We planned deep into the night, then Jones and I slept.

We awoke lying alongside the jetty among the rocky hills of Panderma. I took Jones on to a train for which we waited an hour or two. He still acted all he could that he was mad, and would, until he got on board, so he said. We got into a crowded carriage, and after a journey lasting all day, reached Smyrna the next morning without mishap from bandits, who had been stopping many trains and holding prominent citizens to ransom. The country was uncultivated, and had been left to run wild. The people remaining were Turks and Greeks. At Smyrna the Dutch Consulate assisted and gave us money. One batch of prisoners had left that morning, and another would leave in two or three days.

Jones and I found apartments along the bay where General Melliss had been. The generals had come straight from Brusa here, and some already had departed. I had got the local operator to repair the wireless station that had been closed down for years. We got into touch with one Commander Heathcote-Smith, formerly Consul at Smyrna, now at Mytilene, and through him we got into communication with the fleet at Mudros. For permission to use this wireless I found de Nari's letter very useful. Mr. Whitall offered me a launch, which, however, would have meant getting to Mytilene, and no further.

The moments of waiting for the reply to our wireless were exquisite. At last, in direct touch with the outside world! Newcombe had been hung up for days here, and had left a few hours only before we arrived. Our wireless answer said that a gunboat was to arrive, and I would then be enabled to get in touch with naval circles direct. That day, Hadkinson invited us out to his father's suburban villa perched high on a hill overlooking a wonderful harbour. One or two officers were here I had known in Kut. They had found their way to Smyrna unassisted in the general chaos.

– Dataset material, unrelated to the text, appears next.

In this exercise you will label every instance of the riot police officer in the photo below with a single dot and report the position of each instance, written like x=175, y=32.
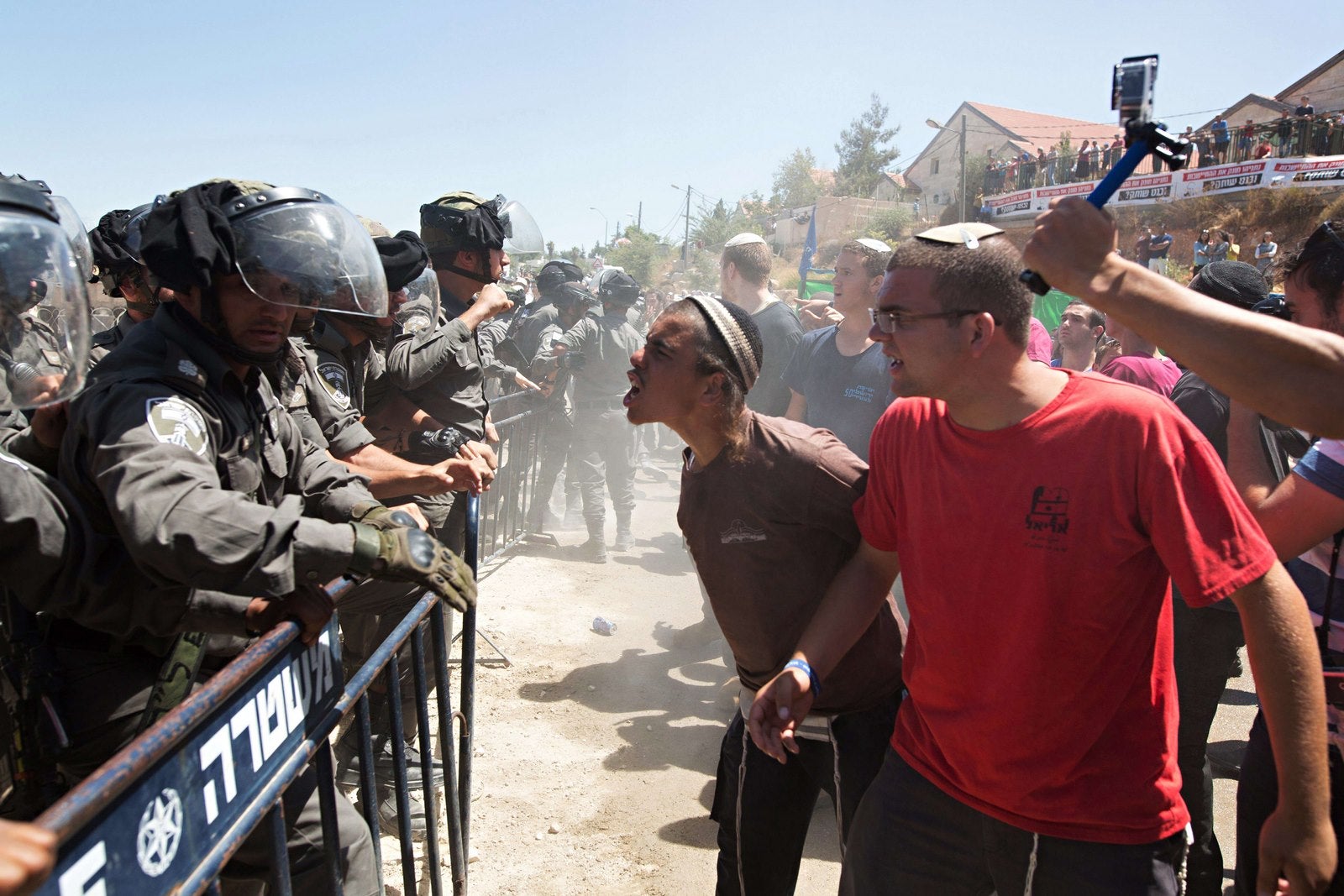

That afternoon the Monitor 29 entered Smyrna. The once familiar grey of England's Navy—for us a very strange sight indeed—filled us with feelings indescribable. Her two 6-inch guns were elevated. She was spick and span. As the blue uniforms appeared we beheld our first sight as free men. We went on board for a moment. I learned that the captain had very strict instructions that no one was to leave Smyrna without orders. He was there to stand by. He would go to the vacant British Consulate.

I returned at a more leisurely moment, hours later, and in the wardroom had my first respectable whisky. The officers were inordinately kind to all of us, told us news for the twentieth time, and gave us of their best. One of them, a Mr. Underwood, I found knew some friends of mine. He came to dine with Jones and me in the town.

That night a telegram reached us from Constantinople that Satvet Lutfi Bey—the personal friend and secretary of the Prince Subaheddine before the war, during most of which he had been in various prisons, and now hoped to rejoin the Prince and to bring him back as the light of Turkey—would arrive at dawn. Satvet had collected first-rate matters of intelligence from the actual sources, and owing to the duplicity of the police, had got first-hand information of all descriptions.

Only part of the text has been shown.